Have you every had a big disappointment when you expected something a lot? When you thought that something should be really really good or interesting but you later found out that it’s not, both itself and by somebody else, is really disappointed.
Okay, I got expectations. Expectations to those new mobile phones advertised on TV and magazines so I managed to get to Thailand Mobile Expo 2009 on Friday evening. I knew that in Thailand, Expo is not an event to show ideas but instead a grand sale event. BTW, I hoped to see new innovations and had a chance to try new technologies. I therefore went straight to big brands: LG, HTC, Samsung and Nokia. (For iPhone, I play my boss’s, he he). Here’s the story.
I went to LG first, as the booth sits close to the side entrance I walked in. My goal for LG was to try the new LG Crystal, a touch-cum-slide phone that the slide pad where you press keys is made of transparent plastic. Yaah, transparent so I was wondering to know how it works. The phone adopts the same UI as Arena so I did try it then I tried asking to explain this new technology. Well, the answer was I could find from daily papers—better explanation can be found on Wired or Pantip, so I gave up an walked away. Mission incomplete. salespersons
Then it’s the main reason I went there, HTC, where the one-meter-size touch phone attracted—well, seduced—me to get to it. And it can really work; you can realy touck, poke, scroll just like you do on your phone. Okay, it’s impressive—go on. My mission here was to try Android, a new mobile OS developed by Google that my geek friends are talking about. I lined up to try the newly launched Hero but, poor me, the battery ran out so I then switched to Magic. The Android feature looks really nice, especially graphic interface. But when I took more time, things got more complicated. (Okay, I didn’t read manual.) I tried a snap-and-share feature by tried setting a Facebook account in the phone’s photo gallery so photo(s) can be upload in one click after you take. Okay it went well; it’s easy to do so. Then I tried to sign out from my Facebook account. But I couldn’t. And it took my half an hour I was an idiot trying to signout from my fucking account without any salespersons or engineers did care. When she came, she couldn’t help—that’s fine, I didn’t expect everybody to know about this. But instead of rush to find somebody to help she just tried to sell me that fucking phone! Hey, girl, what’re you thinking? When another guy came, finally, he then replied that the only way I could sign out is to reset the phone. WTF! I gave up. There’s no need to yell or rant any more. I’ll study on my own. Mission incomplete.

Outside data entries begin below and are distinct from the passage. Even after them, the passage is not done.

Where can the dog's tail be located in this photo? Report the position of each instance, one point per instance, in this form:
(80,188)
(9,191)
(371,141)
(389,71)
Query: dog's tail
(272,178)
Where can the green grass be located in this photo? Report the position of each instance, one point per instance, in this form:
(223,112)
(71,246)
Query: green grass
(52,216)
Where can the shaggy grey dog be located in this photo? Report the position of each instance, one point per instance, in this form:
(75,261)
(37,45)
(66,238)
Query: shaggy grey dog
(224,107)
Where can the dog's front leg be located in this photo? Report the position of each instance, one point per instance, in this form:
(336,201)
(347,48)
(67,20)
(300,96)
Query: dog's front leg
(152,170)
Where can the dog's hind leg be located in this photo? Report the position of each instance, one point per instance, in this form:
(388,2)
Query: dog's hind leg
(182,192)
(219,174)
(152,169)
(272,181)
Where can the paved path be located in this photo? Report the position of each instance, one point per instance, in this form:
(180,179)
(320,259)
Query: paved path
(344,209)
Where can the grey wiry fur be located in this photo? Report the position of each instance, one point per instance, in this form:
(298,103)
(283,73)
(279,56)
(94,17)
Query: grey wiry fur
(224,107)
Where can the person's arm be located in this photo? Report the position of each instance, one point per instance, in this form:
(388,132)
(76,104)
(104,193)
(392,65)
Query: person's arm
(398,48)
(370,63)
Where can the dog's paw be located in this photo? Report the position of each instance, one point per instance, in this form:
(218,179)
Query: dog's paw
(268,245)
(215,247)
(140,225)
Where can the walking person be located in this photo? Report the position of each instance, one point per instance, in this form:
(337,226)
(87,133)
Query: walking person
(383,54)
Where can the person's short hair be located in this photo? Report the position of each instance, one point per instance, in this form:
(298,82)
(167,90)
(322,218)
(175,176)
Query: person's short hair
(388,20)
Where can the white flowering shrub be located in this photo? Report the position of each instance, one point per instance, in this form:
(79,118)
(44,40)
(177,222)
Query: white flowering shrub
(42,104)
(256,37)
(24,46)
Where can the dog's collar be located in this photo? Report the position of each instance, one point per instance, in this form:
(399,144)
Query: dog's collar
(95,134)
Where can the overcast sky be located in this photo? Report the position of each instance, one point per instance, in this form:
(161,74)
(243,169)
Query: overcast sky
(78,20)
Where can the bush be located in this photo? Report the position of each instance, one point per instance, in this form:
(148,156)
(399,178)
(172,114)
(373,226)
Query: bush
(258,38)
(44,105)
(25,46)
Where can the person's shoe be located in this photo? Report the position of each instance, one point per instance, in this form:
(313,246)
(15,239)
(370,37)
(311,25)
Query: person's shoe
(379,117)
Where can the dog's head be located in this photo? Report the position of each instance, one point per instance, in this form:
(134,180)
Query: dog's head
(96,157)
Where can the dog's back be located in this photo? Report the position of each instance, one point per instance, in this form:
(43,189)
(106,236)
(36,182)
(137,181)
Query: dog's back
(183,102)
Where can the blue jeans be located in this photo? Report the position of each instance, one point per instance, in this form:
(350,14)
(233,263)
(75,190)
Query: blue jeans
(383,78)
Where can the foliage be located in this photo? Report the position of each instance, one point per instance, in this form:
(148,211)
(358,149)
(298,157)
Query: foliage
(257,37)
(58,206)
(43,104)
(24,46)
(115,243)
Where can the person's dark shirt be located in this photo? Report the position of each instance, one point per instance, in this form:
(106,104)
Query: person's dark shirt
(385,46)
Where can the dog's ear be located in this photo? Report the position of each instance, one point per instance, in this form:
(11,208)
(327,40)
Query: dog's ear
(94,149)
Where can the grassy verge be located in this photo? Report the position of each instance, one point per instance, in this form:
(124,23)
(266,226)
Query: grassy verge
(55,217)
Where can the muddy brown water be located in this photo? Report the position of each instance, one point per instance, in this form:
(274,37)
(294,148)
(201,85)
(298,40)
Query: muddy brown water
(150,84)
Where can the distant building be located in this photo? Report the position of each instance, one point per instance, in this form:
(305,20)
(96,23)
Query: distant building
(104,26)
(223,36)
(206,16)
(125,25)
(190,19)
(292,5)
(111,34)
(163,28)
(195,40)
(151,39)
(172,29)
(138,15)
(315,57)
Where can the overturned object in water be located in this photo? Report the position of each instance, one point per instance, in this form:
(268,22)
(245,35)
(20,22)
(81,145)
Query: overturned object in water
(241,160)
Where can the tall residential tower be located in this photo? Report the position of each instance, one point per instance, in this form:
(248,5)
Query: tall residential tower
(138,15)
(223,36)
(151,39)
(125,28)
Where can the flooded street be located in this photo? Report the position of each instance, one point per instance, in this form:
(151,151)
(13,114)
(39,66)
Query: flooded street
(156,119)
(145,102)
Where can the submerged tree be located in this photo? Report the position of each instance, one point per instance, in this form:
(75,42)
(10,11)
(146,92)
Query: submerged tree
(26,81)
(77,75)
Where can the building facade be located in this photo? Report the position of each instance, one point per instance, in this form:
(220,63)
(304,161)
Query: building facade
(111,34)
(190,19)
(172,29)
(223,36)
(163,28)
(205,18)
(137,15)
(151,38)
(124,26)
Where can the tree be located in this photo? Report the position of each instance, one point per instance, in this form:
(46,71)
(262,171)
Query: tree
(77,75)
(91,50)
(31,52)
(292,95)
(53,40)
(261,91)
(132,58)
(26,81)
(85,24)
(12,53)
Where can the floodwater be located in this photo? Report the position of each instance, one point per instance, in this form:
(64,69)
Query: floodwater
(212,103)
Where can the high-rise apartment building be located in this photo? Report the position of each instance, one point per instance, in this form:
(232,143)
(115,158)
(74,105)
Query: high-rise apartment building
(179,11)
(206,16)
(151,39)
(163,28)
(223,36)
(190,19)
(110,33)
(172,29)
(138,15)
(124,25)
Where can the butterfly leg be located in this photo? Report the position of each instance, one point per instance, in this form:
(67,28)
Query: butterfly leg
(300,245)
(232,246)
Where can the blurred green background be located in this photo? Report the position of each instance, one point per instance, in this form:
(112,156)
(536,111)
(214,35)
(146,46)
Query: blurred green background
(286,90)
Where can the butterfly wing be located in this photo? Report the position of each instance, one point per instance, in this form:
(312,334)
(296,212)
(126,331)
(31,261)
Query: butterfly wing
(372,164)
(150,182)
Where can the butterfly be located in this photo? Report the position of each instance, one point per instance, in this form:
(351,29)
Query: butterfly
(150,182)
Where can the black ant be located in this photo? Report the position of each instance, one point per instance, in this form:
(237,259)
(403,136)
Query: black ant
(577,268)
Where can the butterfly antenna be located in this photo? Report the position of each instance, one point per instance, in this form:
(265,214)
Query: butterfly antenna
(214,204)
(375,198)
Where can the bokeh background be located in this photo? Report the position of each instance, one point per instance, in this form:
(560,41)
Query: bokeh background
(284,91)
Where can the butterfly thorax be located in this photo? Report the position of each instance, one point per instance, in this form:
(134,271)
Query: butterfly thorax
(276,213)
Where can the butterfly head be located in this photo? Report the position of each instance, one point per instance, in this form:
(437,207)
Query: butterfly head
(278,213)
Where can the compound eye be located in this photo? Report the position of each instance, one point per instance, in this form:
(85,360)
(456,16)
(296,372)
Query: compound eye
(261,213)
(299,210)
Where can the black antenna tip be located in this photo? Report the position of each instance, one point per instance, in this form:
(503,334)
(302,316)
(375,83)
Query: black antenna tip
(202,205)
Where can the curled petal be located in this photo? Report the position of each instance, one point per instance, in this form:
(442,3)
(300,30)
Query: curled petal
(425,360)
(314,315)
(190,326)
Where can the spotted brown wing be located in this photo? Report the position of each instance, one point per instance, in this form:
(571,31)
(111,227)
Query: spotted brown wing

Then it’s Samsung. I tried Samsuang i8910HD during my trip with them to Seoul (read here) and was really really pleased and impressed so I dragged my friend to show him how great it is. The i8910HD is the first Samsung phone that uses Symbian (so it’s user friendly though you don’t have manuals), takes great photos and HD videos and the touchscreen is responsive very well just like iPhone. While he was trying that iphone rip-off, I paid my attention to another new opening Samsung Candy, an economy touchscreen phone that comes in cutesy bright yellow and shocking pink colors and is priced at merely B6,000. Yeah, how can they do that. And I the knew. The phone adopts Samsung original OS for touchphone which is easy to use, even with social network websites, but you couldn’t download or do more with applications—which are what several manufacturers out there are competing. The touchscreen is small (I don’t mind), not high quality (I don’t mid, at this price) but it’s not responsive well and this what I do mind. It’s frustrated. I then tried other models while my friend was still playing i8910 features and found same problems. (Well, may be only mine, according to their selling numbers.) So I’ve learned—quality comes with costs (that perfect i8910HD costs around B26,900) and there’s no cheap-but-good products out there. Mission nearly complete, then.
I was exhausted and starving so I stopped by iPhone booth for five minutes just to see current promotions and head directly to Nokia. And again, nothing exciting. No new models on sale except that N97 Mini—a smaller version of the recently launched N97 (for what!). They now focus more on introducing Ovi, their exclusive network, to users. There’re some upcoming models including X Series displayed in sealed plastic cases so no way you can reach or try. Nothing new. And as I didn’t set a mission for Nokia, no rating.
The Expo runs until Sunday Oct 4 so if you pass by, go check it out or at least try using new models as there’s no more at retail shops these days.